La más activa de este inusual movimiento solidario fue Bella la de Pinito. “Qué mujer. Conseguía cargas de ropa para aliviar las penurias de los presos”. Quien lo dice lo vio. Isabel Hernández Martínez (Ayamonte, 1922). Vive con su hija y a sus 88 años tiene una memoria muy fresca de aquellos momentos históricos. Aun recuerda cómo ella y sus compañeras se adentraban en los esteros en cuanto la marea lo permitía para llevar comida y ropa a los presos a los que se les permitía cierta facilidad de movimientos por la Isla, porque de los catalogados como desafectos nada se sabía ni se oía. Reconoce que en más de una ocasión desobedeció a su padre, se subió a los botes que pasaban a la otra banda. Isabel Hernández recuerda hasta partidos de fútbol en Saltés y, mirando por encima de sus gafas, pronuncia un nombre: Tomás. Dice que fue el francés preso que le tocó ayudar en el campo de concentración. Cuando lo buscaba le dejaba avisos. Y gesticula con las manos para explicar que un día “me llevé a casa su traje para lavarlo. Y después de darle las aguas, cuando lo planchaba, aun se podían ver los piojos en los pliegues de la ropa. Pero los quité”. Isabel logró sacar del campo de concentración al francés e incluso se lo llevó a casa a comer con su familia. Cree que sobrevivió a todo aquello. El lugar de la cita posee nombre de novela: La Casa del Encanto. Hasta allí llegaban con las pinzas de los barriletes agarradas a sus ropas después de pasar por el fango. “Había mucho fango, sabe”.

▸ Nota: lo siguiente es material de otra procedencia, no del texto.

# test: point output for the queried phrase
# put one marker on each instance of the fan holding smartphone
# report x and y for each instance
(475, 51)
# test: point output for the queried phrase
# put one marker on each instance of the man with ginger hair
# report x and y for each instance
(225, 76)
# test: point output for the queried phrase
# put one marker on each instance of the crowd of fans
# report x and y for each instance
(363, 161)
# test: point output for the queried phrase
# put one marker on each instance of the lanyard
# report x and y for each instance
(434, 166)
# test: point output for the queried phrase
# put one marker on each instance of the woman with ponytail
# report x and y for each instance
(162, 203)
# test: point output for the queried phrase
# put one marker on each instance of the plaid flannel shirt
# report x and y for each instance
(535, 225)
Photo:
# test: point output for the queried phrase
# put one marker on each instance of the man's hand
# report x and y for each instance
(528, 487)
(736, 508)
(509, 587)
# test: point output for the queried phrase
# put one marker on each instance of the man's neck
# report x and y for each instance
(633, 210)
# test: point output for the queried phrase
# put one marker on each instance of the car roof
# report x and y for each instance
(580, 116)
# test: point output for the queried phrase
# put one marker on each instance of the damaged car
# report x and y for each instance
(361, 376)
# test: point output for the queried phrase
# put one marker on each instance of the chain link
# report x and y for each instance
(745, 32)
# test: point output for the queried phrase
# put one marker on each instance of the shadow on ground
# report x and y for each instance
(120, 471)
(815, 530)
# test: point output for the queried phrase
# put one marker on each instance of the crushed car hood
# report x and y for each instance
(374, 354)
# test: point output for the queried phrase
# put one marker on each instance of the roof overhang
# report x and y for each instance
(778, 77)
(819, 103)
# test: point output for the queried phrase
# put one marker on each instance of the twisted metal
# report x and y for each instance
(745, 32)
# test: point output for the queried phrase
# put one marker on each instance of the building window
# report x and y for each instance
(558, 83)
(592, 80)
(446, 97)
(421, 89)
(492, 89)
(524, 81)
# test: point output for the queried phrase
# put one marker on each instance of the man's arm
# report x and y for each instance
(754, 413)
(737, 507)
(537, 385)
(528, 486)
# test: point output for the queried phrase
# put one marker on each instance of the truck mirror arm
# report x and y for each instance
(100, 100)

Ella llegó a entrar en el campo. Parece que aun escucha el piano que estaba en la casa del guarda y en el que solían tocar algunos presos. “Pero a toda la gente no la dejaban entrar allí”, rememora. Confiesa que hasta hubo noviazgos y algunas mujeres quedaban con los presos en la isla para aquellos encuentros tan inexplicables para la época y el lugar. Pero Isabel esconde los nombres de las mozas más atrevidas.

Gregorio Jiménez Vidosa explica que una vez terminada la guerra muchos de los prisioneros que fueron liberados iban volviendo a Punta Umbría para intentar reencontrarse con las familias que en aquellos momentos le habían ayudado. “A partir de ese momento se inicia una fraternal relación entre familias de Punta Umbría y otras localidades españolas que, en muchos casos, continúan en nuestros días”, apunta Gregorio en su cuaderno de notas. La hermana de uno de aquellos presos (Ramón Pico Cruz) se llamaba Julia y volvió para dar las gracias a la tía Mercedes, su madrina. Incluso montaron un hostal, El Albergue Extremeño.

Aquel movimiento vecinal incluyó también a José Antonio Cruz Barroso (Isla Cristina 1922). Un marinero que hoy vive con su familia y que recuerda aquel año de 1939 amparado por un busto de Camarón de la Isla (de San Fernando) desde su casa en el barrio de pescadores. José Antonio fue testigo de la llegada de hasta tres grandes barcos cargados de presos, cautivos que hasta traían dinero, “supongo que no valía, era republicano. Le llevamos caballas, sardinas y algunos, como Martorell o Sañudo, eran jugadores de fútbol de Cataluña.

El testimonio de Encarna García Campoy (Huelva 1927) también es esclarecedor para entender aquel entramado. “Algunos mozos llevaban hasta ropas de presos y tenían aspecto desastroso”. Encarna relata que los carabineros sólo dejaban entrar mujeres a Saltés y cuidaban que las conversaciones fueran escasas, lo esencial para darles la ayuda que podían, latas de conserva en el mejor de los casos.